Подумать только, размышляла Инджи, что Джонти предполагает, будто его отец, Испарившийся Карел, вместе с каретой и выставочными лошадьми, до сих пор в пещере. Она с трудом поднялась, все суставы занемели. А мне еще придется тащить мольберт, стул и остальное барахло вниз с горы, думала она. И всю дорогу, как только я выйду из ворот Кейв Горджа и пойду к Дростди, меня будут останавливать и просить:

— Пожалуйста, мисс, покажите свою картину.

13

Испарившийся Карел, зачатый той первой ночью любви в отеле Амстердама, был единственным сыном Меерласта и Ирэн. Его сестра, обладательница прекрасного голоса, Эдит, полюбившая итальянца, который не мог говорить, родилась много лет спустя. Ирэн и Меерласт гордились своим сыном, своим ребенком мечты, и всегда наряжали его, как принца, в матросские костюмчики и крохотные башмачки из настоящей кожи. Когда разразилась англо-бурская война, он был уже пареньком и на всю жизнь запомнил все, что тогда происходило.

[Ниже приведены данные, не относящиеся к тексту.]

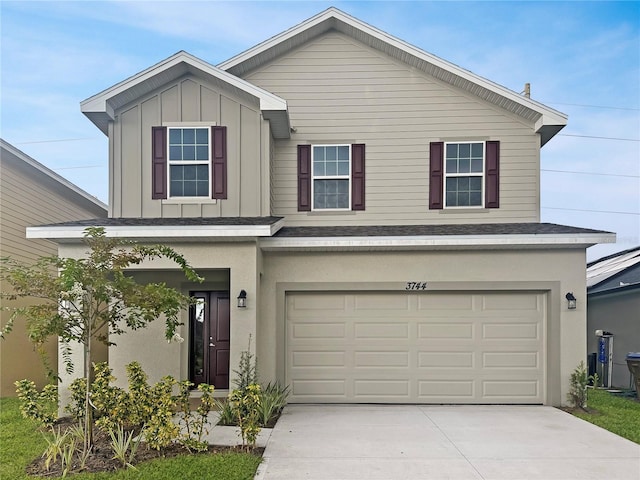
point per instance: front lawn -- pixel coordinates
(617, 414)
(21, 442)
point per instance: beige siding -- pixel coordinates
(188, 100)
(339, 90)
(28, 198)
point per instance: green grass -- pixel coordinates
(21, 442)
(617, 414)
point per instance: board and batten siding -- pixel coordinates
(339, 90)
(30, 198)
(190, 100)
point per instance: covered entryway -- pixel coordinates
(416, 347)
(209, 339)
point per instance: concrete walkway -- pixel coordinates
(324, 442)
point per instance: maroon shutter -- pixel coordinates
(436, 174)
(492, 173)
(219, 162)
(304, 178)
(158, 162)
(357, 176)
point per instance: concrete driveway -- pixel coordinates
(412, 442)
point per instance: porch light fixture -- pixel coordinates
(242, 299)
(571, 301)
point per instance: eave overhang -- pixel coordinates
(101, 108)
(435, 242)
(159, 233)
(547, 121)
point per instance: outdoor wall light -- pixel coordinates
(571, 301)
(242, 299)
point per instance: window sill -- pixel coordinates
(330, 212)
(465, 210)
(189, 201)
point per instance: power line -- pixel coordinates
(591, 211)
(81, 166)
(59, 140)
(591, 173)
(593, 106)
(600, 138)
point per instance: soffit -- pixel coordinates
(547, 121)
(101, 108)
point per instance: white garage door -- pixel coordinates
(407, 347)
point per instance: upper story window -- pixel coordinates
(464, 174)
(331, 177)
(189, 162)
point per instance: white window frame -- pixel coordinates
(330, 177)
(181, 126)
(464, 174)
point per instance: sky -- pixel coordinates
(581, 58)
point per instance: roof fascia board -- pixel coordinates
(397, 242)
(63, 182)
(67, 232)
(549, 116)
(100, 102)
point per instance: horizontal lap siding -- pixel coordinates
(339, 90)
(27, 203)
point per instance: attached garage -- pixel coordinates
(475, 347)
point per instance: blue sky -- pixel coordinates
(582, 58)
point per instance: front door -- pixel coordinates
(209, 339)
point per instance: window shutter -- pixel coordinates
(357, 176)
(158, 163)
(304, 178)
(492, 184)
(436, 174)
(219, 162)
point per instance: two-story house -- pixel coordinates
(376, 210)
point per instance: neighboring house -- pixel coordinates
(379, 206)
(613, 305)
(31, 194)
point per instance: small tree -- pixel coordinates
(86, 296)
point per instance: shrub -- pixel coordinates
(579, 380)
(39, 406)
(245, 403)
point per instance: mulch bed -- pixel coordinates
(101, 459)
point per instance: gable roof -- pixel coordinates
(614, 273)
(100, 108)
(547, 121)
(11, 155)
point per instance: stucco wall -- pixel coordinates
(620, 315)
(554, 271)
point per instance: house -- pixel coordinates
(613, 305)
(376, 210)
(31, 194)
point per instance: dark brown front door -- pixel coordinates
(209, 339)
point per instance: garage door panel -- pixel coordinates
(381, 330)
(446, 301)
(318, 330)
(381, 359)
(510, 301)
(512, 360)
(446, 360)
(473, 355)
(445, 330)
(510, 330)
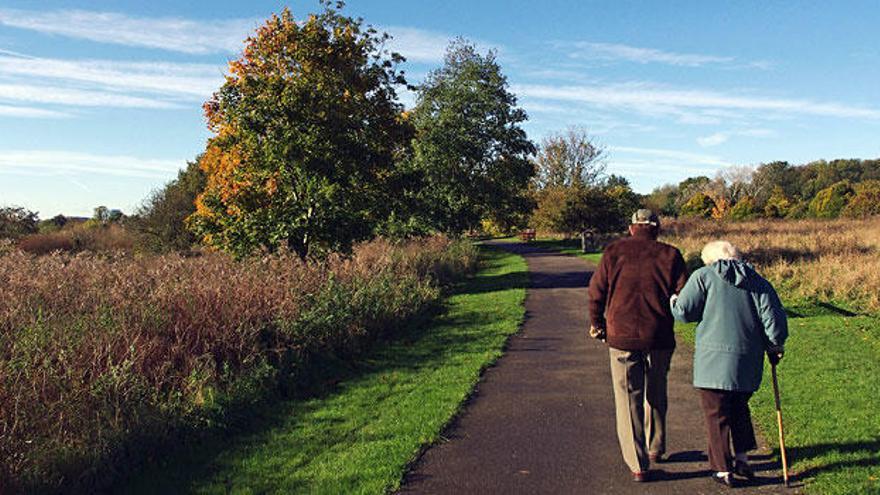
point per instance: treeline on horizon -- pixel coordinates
(313, 151)
(819, 189)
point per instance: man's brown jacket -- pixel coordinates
(629, 293)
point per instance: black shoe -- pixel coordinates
(743, 469)
(641, 476)
(726, 480)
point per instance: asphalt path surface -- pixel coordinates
(542, 419)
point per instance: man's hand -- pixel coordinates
(774, 354)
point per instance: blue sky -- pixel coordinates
(100, 101)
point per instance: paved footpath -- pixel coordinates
(542, 419)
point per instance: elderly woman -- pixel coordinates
(740, 318)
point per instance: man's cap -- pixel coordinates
(645, 216)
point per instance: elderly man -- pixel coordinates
(629, 308)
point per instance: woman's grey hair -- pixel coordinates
(719, 250)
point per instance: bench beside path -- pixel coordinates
(542, 419)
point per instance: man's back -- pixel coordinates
(629, 293)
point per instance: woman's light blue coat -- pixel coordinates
(740, 316)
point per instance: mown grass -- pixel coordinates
(360, 437)
(829, 383)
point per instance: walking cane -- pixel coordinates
(779, 423)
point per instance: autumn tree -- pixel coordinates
(699, 205)
(865, 202)
(470, 149)
(569, 158)
(306, 131)
(829, 202)
(16, 221)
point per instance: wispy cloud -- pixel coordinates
(722, 137)
(652, 99)
(680, 157)
(67, 162)
(76, 97)
(614, 51)
(31, 112)
(164, 33)
(418, 45)
(163, 78)
(617, 52)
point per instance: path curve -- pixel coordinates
(542, 419)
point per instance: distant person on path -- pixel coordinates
(629, 309)
(740, 318)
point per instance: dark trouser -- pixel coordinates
(727, 417)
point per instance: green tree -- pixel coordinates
(865, 202)
(699, 205)
(471, 152)
(569, 159)
(160, 220)
(744, 209)
(662, 200)
(778, 204)
(16, 222)
(829, 202)
(307, 129)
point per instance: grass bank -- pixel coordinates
(361, 437)
(107, 359)
(828, 382)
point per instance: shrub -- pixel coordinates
(160, 220)
(778, 204)
(699, 205)
(88, 236)
(865, 202)
(829, 202)
(16, 222)
(744, 209)
(103, 358)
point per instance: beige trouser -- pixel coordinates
(639, 379)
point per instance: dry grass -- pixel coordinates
(829, 260)
(102, 355)
(98, 238)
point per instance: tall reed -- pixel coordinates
(102, 357)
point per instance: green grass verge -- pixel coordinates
(361, 437)
(829, 381)
(830, 387)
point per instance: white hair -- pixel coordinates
(719, 250)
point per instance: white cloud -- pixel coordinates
(187, 80)
(31, 112)
(713, 139)
(67, 162)
(613, 51)
(652, 99)
(418, 45)
(722, 137)
(76, 97)
(676, 155)
(165, 33)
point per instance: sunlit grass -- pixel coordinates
(828, 383)
(361, 437)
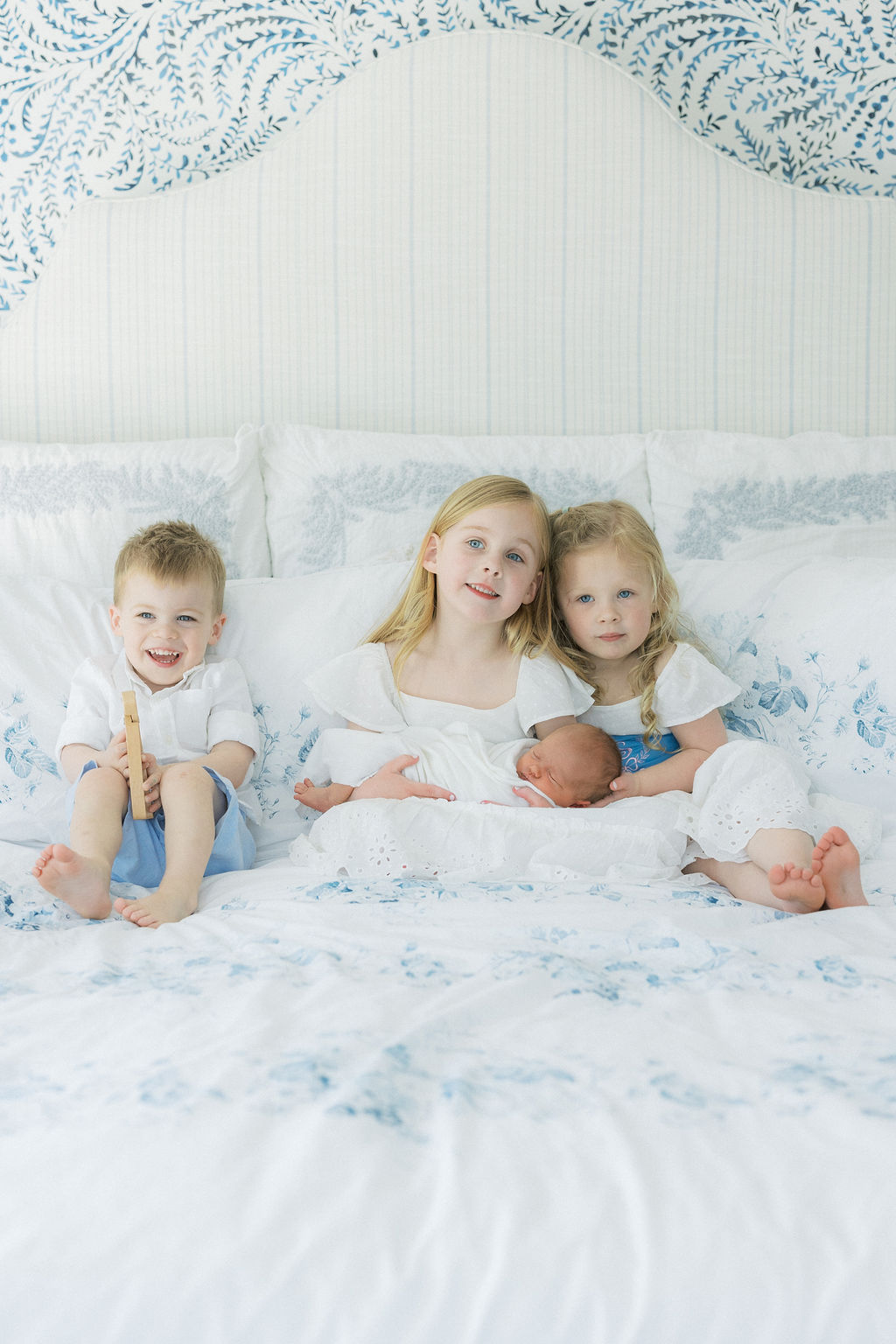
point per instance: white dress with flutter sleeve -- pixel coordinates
(424, 837)
(360, 686)
(743, 787)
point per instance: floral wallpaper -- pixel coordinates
(100, 97)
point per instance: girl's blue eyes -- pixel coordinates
(586, 597)
(476, 544)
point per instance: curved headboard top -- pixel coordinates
(486, 233)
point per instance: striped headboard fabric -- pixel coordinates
(486, 233)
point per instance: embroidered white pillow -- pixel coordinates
(732, 496)
(817, 664)
(354, 498)
(66, 509)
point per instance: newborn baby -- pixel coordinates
(571, 767)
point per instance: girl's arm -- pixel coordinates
(697, 741)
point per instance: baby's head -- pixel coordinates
(167, 601)
(572, 765)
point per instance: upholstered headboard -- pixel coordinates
(484, 233)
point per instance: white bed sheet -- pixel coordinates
(407, 1112)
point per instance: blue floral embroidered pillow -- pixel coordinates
(816, 656)
(351, 498)
(66, 508)
(735, 496)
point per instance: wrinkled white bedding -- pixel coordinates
(507, 1112)
(633, 840)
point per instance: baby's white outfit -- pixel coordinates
(456, 757)
(743, 787)
(424, 837)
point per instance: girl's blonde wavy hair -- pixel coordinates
(587, 526)
(528, 631)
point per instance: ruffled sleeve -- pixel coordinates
(359, 686)
(547, 690)
(690, 686)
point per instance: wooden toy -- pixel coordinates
(135, 757)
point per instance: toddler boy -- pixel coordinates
(198, 730)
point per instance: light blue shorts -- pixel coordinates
(141, 858)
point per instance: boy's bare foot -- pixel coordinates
(320, 797)
(167, 905)
(798, 890)
(80, 882)
(836, 860)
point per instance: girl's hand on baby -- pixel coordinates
(388, 782)
(624, 787)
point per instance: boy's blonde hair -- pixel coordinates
(587, 526)
(528, 631)
(171, 553)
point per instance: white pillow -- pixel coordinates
(351, 498)
(67, 508)
(278, 629)
(732, 496)
(55, 626)
(816, 656)
(281, 631)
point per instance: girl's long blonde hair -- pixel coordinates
(587, 526)
(528, 631)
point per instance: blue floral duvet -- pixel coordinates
(407, 1112)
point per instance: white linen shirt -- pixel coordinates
(208, 704)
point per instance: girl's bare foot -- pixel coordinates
(800, 890)
(836, 860)
(167, 905)
(80, 882)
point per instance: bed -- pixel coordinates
(540, 1106)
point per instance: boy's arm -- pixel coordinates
(231, 760)
(75, 756)
(697, 741)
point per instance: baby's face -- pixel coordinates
(165, 626)
(547, 765)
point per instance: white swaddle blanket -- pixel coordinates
(632, 840)
(456, 757)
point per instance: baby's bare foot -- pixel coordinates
(167, 905)
(798, 890)
(320, 797)
(836, 860)
(80, 882)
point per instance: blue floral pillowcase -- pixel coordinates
(735, 496)
(352, 498)
(812, 648)
(66, 508)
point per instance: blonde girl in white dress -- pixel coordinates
(757, 828)
(469, 640)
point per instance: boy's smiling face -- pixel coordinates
(165, 626)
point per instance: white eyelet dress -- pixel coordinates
(746, 785)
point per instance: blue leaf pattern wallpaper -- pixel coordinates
(108, 97)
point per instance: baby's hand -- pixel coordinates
(389, 782)
(529, 796)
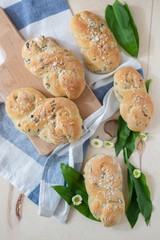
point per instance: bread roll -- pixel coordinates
(103, 180)
(55, 120)
(60, 69)
(136, 106)
(96, 42)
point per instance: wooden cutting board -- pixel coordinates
(13, 74)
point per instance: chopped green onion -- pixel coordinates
(143, 136)
(96, 143)
(108, 144)
(136, 173)
(77, 199)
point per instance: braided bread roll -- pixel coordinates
(60, 69)
(96, 42)
(55, 120)
(103, 180)
(136, 106)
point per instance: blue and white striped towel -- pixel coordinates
(20, 163)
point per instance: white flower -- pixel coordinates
(108, 144)
(143, 136)
(96, 143)
(136, 173)
(77, 199)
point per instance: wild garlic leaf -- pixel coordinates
(123, 133)
(132, 23)
(132, 211)
(121, 24)
(148, 84)
(143, 197)
(73, 178)
(141, 189)
(130, 142)
(67, 193)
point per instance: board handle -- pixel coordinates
(10, 38)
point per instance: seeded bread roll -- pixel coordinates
(60, 69)
(136, 106)
(55, 120)
(96, 42)
(103, 180)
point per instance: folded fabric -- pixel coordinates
(20, 163)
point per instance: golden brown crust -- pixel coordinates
(55, 120)
(103, 180)
(60, 69)
(96, 42)
(136, 106)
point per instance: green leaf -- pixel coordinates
(132, 211)
(122, 25)
(148, 84)
(130, 142)
(74, 179)
(134, 27)
(143, 197)
(123, 133)
(141, 189)
(67, 193)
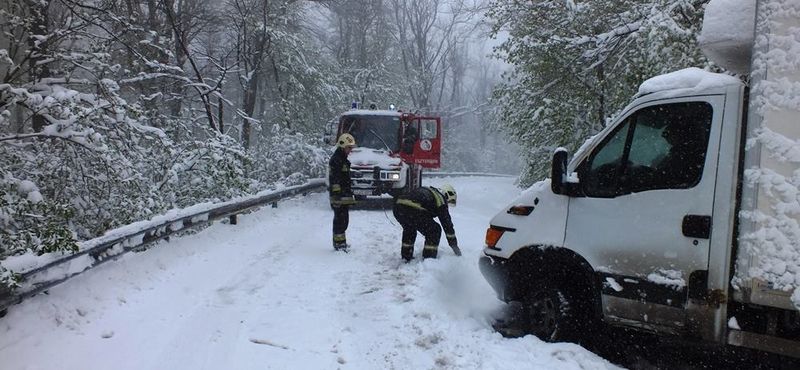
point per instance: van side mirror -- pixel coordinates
(558, 171)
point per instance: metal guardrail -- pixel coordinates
(109, 249)
(464, 174)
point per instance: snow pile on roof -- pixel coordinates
(366, 157)
(687, 78)
(728, 33)
(772, 246)
(371, 112)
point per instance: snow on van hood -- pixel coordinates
(687, 78)
(366, 157)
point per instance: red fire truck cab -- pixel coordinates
(392, 149)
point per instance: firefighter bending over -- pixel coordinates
(415, 212)
(341, 194)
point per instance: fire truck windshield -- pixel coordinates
(376, 132)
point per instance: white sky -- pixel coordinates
(270, 293)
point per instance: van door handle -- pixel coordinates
(696, 226)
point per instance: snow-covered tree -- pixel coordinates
(578, 62)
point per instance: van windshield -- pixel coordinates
(376, 132)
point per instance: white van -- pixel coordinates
(681, 217)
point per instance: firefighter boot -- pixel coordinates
(407, 252)
(340, 242)
(430, 251)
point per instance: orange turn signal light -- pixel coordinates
(520, 210)
(492, 236)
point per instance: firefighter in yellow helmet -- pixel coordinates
(341, 194)
(415, 212)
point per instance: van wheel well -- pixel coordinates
(548, 273)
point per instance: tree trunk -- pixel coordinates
(39, 51)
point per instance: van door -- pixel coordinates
(644, 218)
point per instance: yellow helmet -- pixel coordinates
(449, 194)
(346, 140)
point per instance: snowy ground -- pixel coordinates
(270, 293)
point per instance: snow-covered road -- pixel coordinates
(270, 293)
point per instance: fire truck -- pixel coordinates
(392, 149)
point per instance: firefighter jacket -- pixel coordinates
(339, 179)
(432, 203)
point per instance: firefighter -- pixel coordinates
(415, 212)
(341, 194)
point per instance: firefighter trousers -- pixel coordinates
(414, 220)
(341, 218)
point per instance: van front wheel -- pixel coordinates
(548, 311)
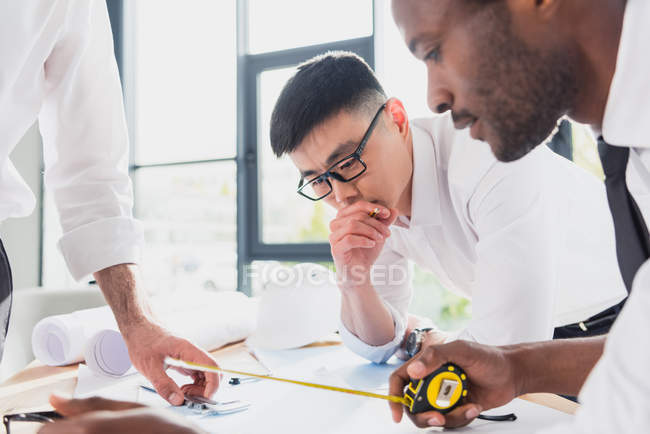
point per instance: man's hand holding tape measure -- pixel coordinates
(489, 378)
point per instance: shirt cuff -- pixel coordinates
(376, 354)
(101, 244)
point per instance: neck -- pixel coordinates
(597, 28)
(404, 203)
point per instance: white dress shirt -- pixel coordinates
(58, 67)
(530, 242)
(616, 395)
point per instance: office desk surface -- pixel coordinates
(30, 388)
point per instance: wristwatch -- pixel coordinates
(414, 340)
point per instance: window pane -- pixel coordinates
(399, 72)
(282, 24)
(185, 75)
(260, 272)
(448, 311)
(286, 216)
(189, 214)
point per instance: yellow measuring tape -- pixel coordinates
(206, 368)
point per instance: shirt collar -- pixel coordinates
(425, 197)
(628, 110)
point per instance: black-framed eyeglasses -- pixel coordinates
(40, 416)
(345, 170)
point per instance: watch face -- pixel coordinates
(412, 344)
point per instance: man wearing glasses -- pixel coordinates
(501, 234)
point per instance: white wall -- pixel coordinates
(21, 237)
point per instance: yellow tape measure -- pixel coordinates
(442, 390)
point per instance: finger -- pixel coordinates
(74, 407)
(207, 381)
(350, 242)
(338, 224)
(166, 387)
(366, 208)
(60, 427)
(357, 228)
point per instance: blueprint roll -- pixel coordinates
(61, 339)
(208, 319)
(106, 353)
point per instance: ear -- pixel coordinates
(398, 114)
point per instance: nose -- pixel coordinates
(344, 193)
(439, 98)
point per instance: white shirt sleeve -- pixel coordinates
(86, 145)
(615, 396)
(515, 220)
(391, 277)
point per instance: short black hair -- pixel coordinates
(322, 87)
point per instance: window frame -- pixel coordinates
(250, 246)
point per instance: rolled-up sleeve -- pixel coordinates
(391, 276)
(86, 149)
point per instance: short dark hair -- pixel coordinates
(322, 87)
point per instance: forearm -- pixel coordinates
(125, 295)
(559, 366)
(364, 314)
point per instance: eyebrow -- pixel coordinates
(334, 156)
(413, 45)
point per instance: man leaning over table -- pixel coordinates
(58, 67)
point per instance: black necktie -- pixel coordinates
(632, 240)
(5, 297)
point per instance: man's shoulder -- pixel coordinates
(463, 161)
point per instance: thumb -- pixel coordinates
(394, 213)
(167, 388)
(75, 407)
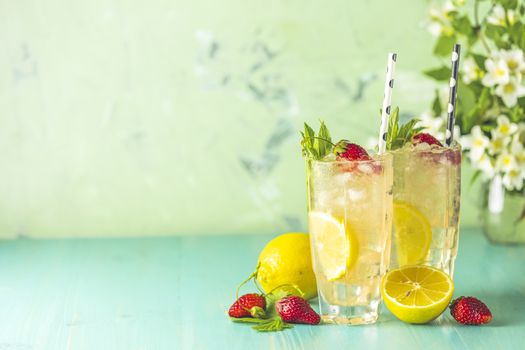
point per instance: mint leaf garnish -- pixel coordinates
(316, 146)
(397, 135)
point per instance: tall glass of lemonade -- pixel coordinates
(350, 221)
(426, 205)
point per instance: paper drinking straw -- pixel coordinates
(451, 107)
(387, 98)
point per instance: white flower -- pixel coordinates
(484, 164)
(498, 144)
(497, 72)
(504, 128)
(506, 162)
(510, 92)
(435, 28)
(514, 59)
(471, 71)
(497, 16)
(477, 142)
(440, 20)
(517, 149)
(513, 180)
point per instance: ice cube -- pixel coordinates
(355, 195)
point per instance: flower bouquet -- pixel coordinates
(490, 113)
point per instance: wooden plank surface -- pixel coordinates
(172, 293)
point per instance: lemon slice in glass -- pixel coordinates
(335, 244)
(417, 294)
(413, 234)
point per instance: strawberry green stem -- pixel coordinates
(294, 286)
(252, 275)
(325, 140)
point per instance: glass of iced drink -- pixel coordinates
(350, 221)
(426, 205)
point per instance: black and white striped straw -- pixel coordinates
(453, 92)
(387, 98)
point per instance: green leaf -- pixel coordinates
(474, 177)
(274, 325)
(324, 142)
(498, 35)
(509, 4)
(397, 135)
(444, 45)
(439, 74)
(316, 147)
(462, 25)
(248, 320)
(308, 142)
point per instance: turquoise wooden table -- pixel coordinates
(172, 293)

Может быть, очарование воды для Карела пробудилось на Запруде Лэмпэк, потому что по воскресеньям после обеда, когда остальные йерсонендцы спали, Ирэн сажала своего мальчика в колясочку и, в сопровождении сына служанки, который держал над головой маленького Карела солнечный зонтик из страусиных перьев, шла по улицам Йерсоненда к плотине. Они шли, и занавески колыхались. Все мужчины Йерсоненда тайно вожделели Ирэн — ее таинственное изящество, ее восточную молчаливость, ее сдержанность, которая могла внезапно оттаять и перерасти в теплоту, ее смех, ясный, как колокольчик. Разумеется, ни один из них никогда бы в этом не признался — официально она считалась кули и китаезой, а значит — запретной. Однако деньги и положение Меерласта, ее красота и утонченные манеры привели к своего рода признанию — к опасному равновесию между дружелюбностью и отдаленностью.